Ja, klingt erstmal schnappatmungsverdächtig: Ich werde twitter verlassen. Nach beinahe vier Jahren ist es für mich an einen Punkt gekommen, an dem ich nicht mehr weiter twittern möchte. Zum Warum gibt es viel zu sagen, der Hauptgrund hat sich in einem Bild niedergeschlagen:


Ich werde twitter verlassen und die gewonnene Zeit in Hobbys investieren. Und in die Wikipedia.

Ich fühle mich auf twitter mittlerweile wie in einem goldenen Käfig. Es hält mich gefangen. Auf zweierlei Arten: Erstens ist der soziale Druck dort ins für mich kaum mehr erträgliche gestiegen. Während ich am Anfang noch immer dachte „Oh, das muss ich twitter sagen!“ – hieß es gen Ende für mich nur noch: „Oh, dazu sag ich auf twitter besser nichts!“

Zweitens liefen die Informationen von etwa 500 Menschen in meine Timeline und mehrmals täglich geschah es, dass ich mich für mehrere Stunden an einer einzigen davon aufhängen konnte. Kein einziges Mal habe ich twitter besucht, damit ich mich hinterher stundenlang ärgere oder mir den Kopf zerhacke – aber es ist mir hunderte Male schon passiert.

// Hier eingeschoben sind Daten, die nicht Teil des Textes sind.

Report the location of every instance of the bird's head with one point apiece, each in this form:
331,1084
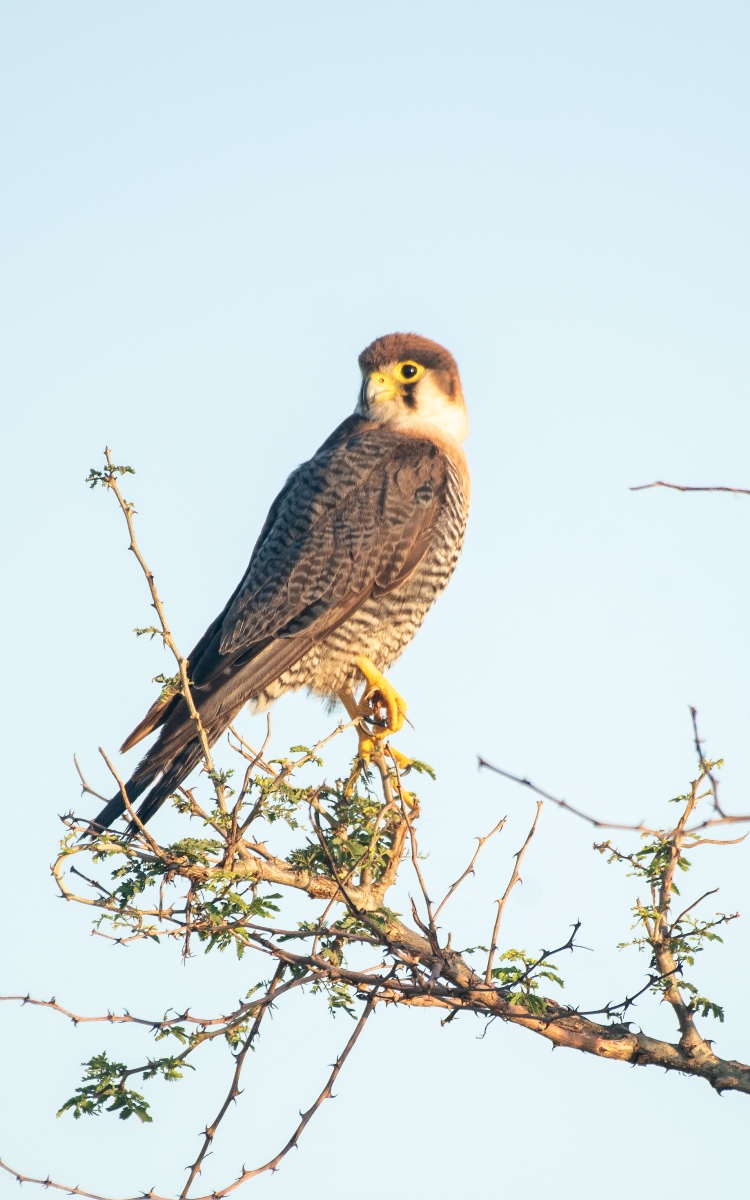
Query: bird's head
409,381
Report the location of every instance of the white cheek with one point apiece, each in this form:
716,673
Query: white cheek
436,407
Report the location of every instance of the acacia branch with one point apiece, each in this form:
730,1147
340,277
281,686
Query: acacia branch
682,487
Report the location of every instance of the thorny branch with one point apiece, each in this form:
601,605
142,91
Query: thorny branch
682,487
211,891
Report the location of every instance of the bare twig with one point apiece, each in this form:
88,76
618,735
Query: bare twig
501,904
682,487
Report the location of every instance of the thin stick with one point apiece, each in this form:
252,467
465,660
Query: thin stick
682,487
514,879
234,1090
166,633
469,869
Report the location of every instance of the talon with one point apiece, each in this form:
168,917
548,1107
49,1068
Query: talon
394,703
402,761
378,694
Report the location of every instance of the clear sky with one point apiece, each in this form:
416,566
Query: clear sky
208,210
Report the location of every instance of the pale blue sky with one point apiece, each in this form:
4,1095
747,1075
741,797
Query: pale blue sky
208,210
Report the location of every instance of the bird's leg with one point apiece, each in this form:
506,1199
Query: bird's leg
379,695
367,744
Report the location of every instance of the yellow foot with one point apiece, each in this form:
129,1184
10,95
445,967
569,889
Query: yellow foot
381,707
379,695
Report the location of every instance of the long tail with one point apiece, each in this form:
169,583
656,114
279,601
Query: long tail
175,754
142,778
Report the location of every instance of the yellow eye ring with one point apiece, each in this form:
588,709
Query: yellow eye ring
409,371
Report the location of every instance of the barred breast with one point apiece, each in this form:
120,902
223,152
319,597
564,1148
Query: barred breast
384,625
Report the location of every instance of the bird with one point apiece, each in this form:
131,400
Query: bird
355,549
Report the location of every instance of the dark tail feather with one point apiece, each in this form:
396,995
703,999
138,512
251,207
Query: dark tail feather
169,781
143,777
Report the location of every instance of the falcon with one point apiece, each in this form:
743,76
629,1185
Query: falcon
357,546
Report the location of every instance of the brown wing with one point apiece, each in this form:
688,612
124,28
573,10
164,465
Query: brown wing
352,522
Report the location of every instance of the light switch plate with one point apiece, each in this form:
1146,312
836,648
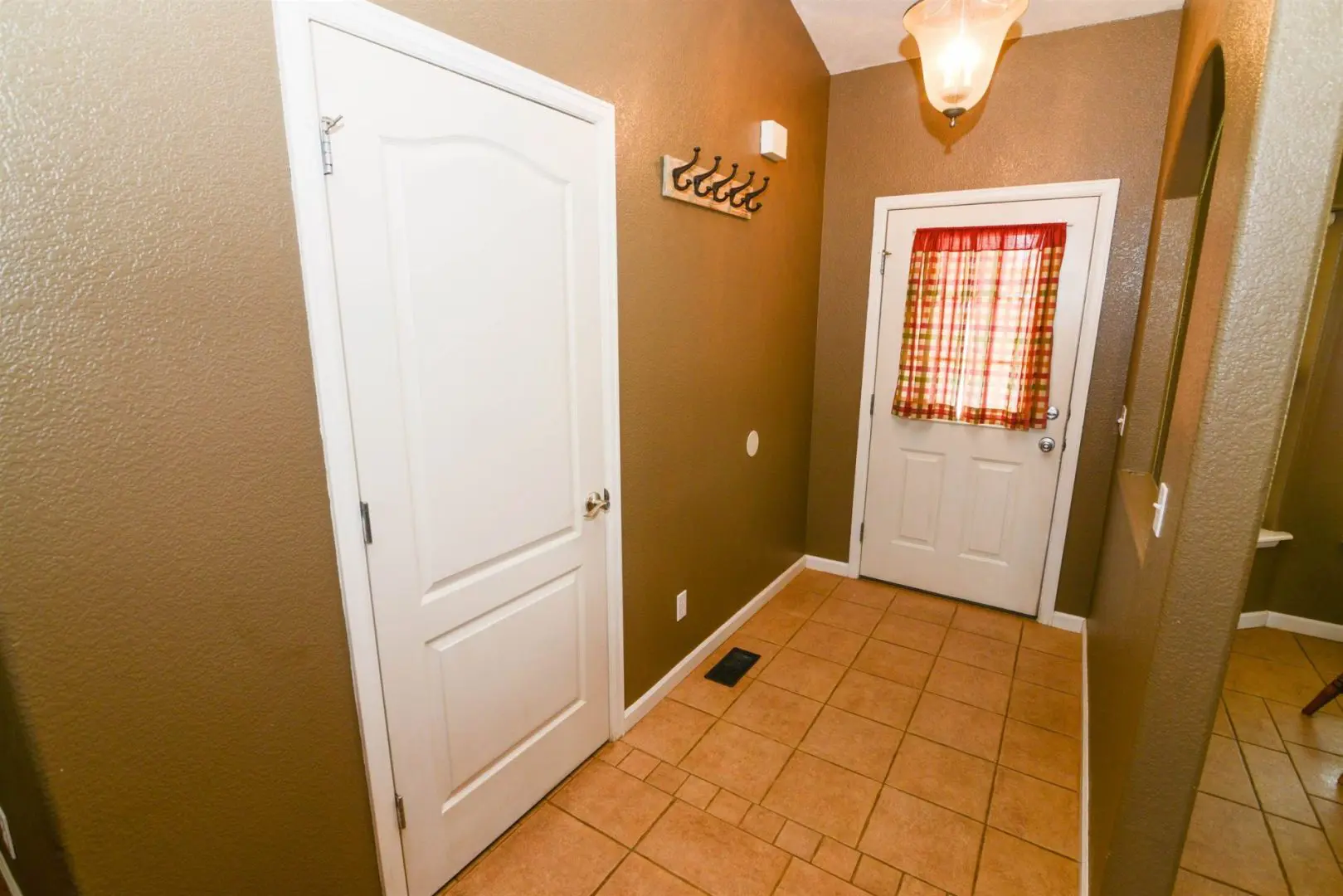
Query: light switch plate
1163,494
774,140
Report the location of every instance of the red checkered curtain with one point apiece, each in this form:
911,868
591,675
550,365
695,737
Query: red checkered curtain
980,324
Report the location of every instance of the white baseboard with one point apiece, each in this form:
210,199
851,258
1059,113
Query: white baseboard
1068,622
822,564
1258,620
8,878
1084,790
654,694
1297,625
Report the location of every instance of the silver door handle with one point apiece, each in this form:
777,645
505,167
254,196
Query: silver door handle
598,503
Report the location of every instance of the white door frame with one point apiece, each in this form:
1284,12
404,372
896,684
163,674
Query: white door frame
1107,193
299,89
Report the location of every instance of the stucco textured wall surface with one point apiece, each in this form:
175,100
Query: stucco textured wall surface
171,614
1041,123
1165,609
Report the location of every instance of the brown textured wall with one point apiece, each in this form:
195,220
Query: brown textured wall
41,867
1073,105
169,613
718,316
1304,577
1165,609
171,616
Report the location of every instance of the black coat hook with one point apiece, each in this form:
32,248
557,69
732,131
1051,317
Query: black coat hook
732,193
698,179
720,184
747,204
677,173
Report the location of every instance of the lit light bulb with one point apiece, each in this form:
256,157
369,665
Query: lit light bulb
956,63
959,42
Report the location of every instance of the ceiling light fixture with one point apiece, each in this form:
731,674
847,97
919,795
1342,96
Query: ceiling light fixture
959,42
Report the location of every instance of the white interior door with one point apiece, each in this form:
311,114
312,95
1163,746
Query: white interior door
956,508
465,231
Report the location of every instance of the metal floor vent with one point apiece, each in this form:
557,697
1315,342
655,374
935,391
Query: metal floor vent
732,666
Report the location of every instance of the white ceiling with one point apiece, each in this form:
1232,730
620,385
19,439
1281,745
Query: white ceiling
859,34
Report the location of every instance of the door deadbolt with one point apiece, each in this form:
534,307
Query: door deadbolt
598,503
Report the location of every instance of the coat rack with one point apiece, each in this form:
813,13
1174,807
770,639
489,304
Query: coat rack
708,188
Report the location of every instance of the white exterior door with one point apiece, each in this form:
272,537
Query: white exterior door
465,230
955,508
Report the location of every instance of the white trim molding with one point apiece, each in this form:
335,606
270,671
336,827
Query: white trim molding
1068,622
1256,620
299,91
654,694
1297,625
1107,197
835,567
1084,787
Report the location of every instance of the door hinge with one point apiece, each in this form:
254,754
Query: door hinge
325,128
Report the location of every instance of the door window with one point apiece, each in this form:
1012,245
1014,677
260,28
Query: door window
980,325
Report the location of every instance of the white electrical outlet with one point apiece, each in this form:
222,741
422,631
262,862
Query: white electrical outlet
6,837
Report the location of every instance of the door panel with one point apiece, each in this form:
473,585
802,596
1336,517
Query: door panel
972,524
922,497
465,232
451,203
989,509
518,698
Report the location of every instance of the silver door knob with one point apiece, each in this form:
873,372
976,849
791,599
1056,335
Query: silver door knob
598,503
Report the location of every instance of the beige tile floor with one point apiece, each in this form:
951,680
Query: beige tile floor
1268,817
887,743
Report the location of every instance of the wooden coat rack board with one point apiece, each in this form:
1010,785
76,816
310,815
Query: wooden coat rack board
711,188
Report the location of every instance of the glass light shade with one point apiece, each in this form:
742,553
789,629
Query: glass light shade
959,42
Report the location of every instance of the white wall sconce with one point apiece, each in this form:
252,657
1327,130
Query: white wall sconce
959,42
774,140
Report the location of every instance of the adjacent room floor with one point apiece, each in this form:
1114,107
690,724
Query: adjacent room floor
1268,818
887,743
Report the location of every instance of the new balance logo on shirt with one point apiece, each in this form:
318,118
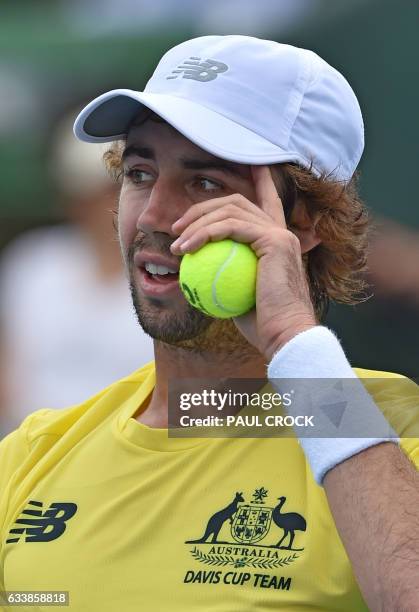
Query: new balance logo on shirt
199,70
42,526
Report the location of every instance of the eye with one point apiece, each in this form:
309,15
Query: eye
137,176
207,184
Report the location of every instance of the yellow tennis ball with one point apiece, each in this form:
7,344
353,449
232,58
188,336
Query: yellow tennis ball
220,278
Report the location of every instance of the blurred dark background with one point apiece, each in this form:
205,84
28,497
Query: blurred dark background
56,55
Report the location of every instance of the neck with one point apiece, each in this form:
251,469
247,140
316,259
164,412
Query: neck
174,363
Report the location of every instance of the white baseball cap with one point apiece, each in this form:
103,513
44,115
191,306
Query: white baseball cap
246,100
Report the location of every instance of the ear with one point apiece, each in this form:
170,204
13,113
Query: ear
303,227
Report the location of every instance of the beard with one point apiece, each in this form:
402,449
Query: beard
186,327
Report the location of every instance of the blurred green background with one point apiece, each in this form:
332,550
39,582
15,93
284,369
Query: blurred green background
56,55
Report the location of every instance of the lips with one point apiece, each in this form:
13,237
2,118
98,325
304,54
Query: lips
143,257
155,285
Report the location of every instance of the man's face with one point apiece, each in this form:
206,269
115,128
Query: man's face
165,174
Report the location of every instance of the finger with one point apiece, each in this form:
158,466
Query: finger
240,230
202,209
267,195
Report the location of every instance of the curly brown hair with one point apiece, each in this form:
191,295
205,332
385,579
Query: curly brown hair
334,267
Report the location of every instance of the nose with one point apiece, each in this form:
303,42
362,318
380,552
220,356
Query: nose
166,202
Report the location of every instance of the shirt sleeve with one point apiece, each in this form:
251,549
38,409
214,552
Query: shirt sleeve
14,449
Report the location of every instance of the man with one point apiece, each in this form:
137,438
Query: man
97,500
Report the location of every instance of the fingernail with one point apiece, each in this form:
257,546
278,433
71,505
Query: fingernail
184,246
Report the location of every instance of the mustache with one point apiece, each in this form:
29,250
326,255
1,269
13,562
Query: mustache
158,242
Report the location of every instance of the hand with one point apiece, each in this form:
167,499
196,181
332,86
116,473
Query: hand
283,305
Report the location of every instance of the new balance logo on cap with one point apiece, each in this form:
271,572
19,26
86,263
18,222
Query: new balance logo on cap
199,70
43,527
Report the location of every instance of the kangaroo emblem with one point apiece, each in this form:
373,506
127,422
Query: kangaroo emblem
218,519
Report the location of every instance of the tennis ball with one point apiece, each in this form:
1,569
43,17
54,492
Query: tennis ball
220,278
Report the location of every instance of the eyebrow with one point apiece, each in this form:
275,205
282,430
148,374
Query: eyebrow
213,163
145,152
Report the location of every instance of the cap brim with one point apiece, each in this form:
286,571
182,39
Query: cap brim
109,117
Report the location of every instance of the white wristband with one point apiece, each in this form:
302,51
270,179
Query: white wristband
317,354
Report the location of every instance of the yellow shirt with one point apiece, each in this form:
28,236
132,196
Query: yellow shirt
126,518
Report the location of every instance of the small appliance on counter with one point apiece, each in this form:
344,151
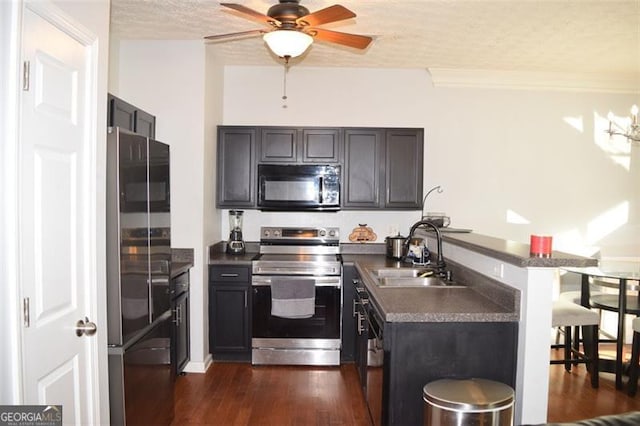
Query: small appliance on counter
235,244
395,246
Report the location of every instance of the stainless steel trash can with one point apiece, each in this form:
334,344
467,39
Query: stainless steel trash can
471,402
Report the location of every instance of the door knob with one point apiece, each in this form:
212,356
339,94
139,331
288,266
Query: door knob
85,327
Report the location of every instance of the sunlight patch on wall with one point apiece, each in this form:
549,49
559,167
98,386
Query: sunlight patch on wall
574,242
607,222
617,147
575,122
515,218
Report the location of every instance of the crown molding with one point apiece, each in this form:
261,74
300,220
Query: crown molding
526,80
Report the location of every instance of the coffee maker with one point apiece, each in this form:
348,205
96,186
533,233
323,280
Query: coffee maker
235,244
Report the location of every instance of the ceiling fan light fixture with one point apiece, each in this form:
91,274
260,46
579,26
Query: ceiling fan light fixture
289,43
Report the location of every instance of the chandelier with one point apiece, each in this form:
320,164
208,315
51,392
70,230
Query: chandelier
631,132
287,43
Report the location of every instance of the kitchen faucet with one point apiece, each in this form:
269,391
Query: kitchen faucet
440,264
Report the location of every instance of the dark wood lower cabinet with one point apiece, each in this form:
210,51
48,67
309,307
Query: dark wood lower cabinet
230,313
418,353
181,321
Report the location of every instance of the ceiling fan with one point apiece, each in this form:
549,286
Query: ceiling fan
293,28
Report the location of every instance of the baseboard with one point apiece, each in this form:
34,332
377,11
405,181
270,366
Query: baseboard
199,367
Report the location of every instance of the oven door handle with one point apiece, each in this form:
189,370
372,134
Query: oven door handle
265,280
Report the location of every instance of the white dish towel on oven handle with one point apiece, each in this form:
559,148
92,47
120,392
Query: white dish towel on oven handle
293,298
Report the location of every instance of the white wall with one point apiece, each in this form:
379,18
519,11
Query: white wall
502,156
177,82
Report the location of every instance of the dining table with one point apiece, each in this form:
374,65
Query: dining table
626,280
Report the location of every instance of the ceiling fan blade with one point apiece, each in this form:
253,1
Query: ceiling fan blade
233,35
252,14
324,16
351,40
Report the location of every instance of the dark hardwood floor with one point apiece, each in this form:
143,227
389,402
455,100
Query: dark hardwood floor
239,394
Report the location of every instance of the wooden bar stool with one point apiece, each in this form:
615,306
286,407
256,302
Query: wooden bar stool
632,386
567,315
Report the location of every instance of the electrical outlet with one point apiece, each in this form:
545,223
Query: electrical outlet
498,270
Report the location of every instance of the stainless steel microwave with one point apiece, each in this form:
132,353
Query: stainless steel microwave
298,187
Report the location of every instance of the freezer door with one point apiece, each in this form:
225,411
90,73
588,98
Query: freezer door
141,379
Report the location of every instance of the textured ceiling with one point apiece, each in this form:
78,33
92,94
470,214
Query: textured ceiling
583,36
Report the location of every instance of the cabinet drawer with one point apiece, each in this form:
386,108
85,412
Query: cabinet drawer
229,273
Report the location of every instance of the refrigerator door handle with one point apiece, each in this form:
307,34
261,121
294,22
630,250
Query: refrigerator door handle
150,299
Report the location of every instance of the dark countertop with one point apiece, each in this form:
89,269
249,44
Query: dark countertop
218,255
178,268
514,252
181,261
483,300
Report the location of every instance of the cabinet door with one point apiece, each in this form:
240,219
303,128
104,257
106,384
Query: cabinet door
181,321
403,167
236,165
121,114
363,154
145,123
279,145
229,319
320,145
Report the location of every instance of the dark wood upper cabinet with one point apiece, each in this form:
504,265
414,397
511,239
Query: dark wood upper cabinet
299,145
236,167
278,145
362,175
403,168
321,145
382,167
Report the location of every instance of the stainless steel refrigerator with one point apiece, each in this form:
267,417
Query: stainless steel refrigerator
141,371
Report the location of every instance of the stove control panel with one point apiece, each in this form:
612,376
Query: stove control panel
306,234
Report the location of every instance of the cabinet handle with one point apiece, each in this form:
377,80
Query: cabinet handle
360,322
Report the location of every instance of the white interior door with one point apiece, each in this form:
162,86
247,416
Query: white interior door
57,248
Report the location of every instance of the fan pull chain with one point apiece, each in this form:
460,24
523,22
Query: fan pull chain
284,90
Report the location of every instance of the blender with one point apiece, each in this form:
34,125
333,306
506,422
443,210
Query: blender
235,244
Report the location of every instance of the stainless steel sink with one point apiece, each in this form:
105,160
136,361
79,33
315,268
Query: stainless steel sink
410,277
402,272
417,282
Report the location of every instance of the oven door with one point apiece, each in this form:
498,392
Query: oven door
324,324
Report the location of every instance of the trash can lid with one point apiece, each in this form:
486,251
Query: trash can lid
469,394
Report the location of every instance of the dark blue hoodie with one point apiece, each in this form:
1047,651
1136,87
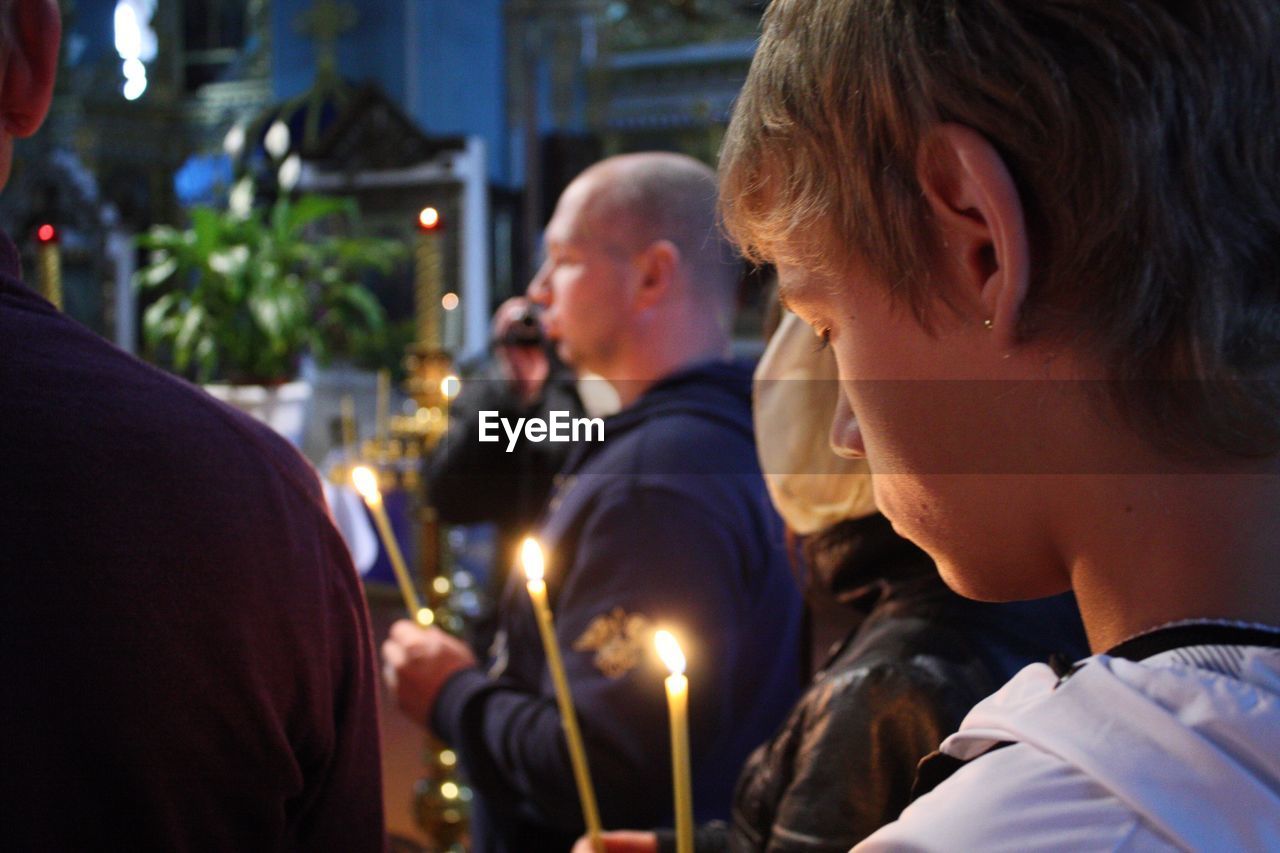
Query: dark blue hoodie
663,524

In meinen twitter-Kreisen ist es etwas ungemütlich geworden. Die einen sprechen von „Teams“, die sich gebildet hätten, die anderen nannten es „Misstrauen“ – „der Feind“ könne überall sein. Fakt ist: Es ist viel kaputt gegangen. Und zwar Vertrauen. Früher war mehr Wohlwollen, Vertrauen und konstruktiver Austausch. Mittlerweile ist es die Häme und das Gemotze, das meine TL ungenießbar gemacht hat.

Und ich nehme mich davon nicht aus. Ich habe es sicherlich nicht mit @dieKadda getan, oder selten. Aber mein Rage-Account hat denen, die mir folgten, genau das teilweise beschert, was mich selbst immer wieder an twitter so gefangen hielt: ungefilterte Emotion und wer sich nicht gut abgrenzen kann, der/die hat eben gelitten.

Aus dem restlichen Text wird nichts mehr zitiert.